Monday, January 10, 2011

au revoir 2010; an open letter to myself

Dear Maria,

Let the world know that you did not depart the past year crippled by disappointments & betrayals, hard luck & setbacks, bad decisions & shortcomings. 2010 left you with scars aplenty but they exist only to remind you to wear them proud & as medals won. Besides, why pursue a battle if not to win? Let them know that glory is in the cradle of your arms because you understand those testing times provide the most holistic & nonpareil education for your soul to flourish & you chose to be the golden girl, the unflinching student, the best.

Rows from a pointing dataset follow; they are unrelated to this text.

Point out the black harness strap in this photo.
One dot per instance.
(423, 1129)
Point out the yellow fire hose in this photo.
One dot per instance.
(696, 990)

That year is gone. Another year you live & love. Lived & lost. The worst that you have had to live through, i'm sorry. I'm sorry if the world is designed so far beyond perfect & you cannot comprehend why good begets hate, loyalty begets treachery, & love begets unthinkable betrayal. You suffered much & deep this time but never for nothing. Let it go. To begin, you can never look back & pick a year that wasn't difficult for you. You were never shortlisted to be part of a population that is entitled to a life so easy to live. You know hardship like it is the veins of your hands.

Once again, you're a wounded dog crawling home today. But this new year, you bring home with you the prime concept of faith. I'm happy that you've found your spiritual self though you need to nurture it much more. You now recognise that being a slave is not below you if for the rightful master. So you bury your tiny feet into the earth to stay rooted & give your thanks.

What cannot destroy you, makes you stronger. As it is written, every test sent down is not one beyond your individual capacity to overcome it. The world is not unfair afterall, Maria. It's just in the way you perceive it. It's how foolishly or intelligently you choose to conquer it. There will be much more to come & you will again be battered but i promise you that it is worth it.

Believe that for as long as you have faith, you're invincible. Let the world try to trample you, tell them today that you will never be rattled.

This is your foundation. Happy new year to you.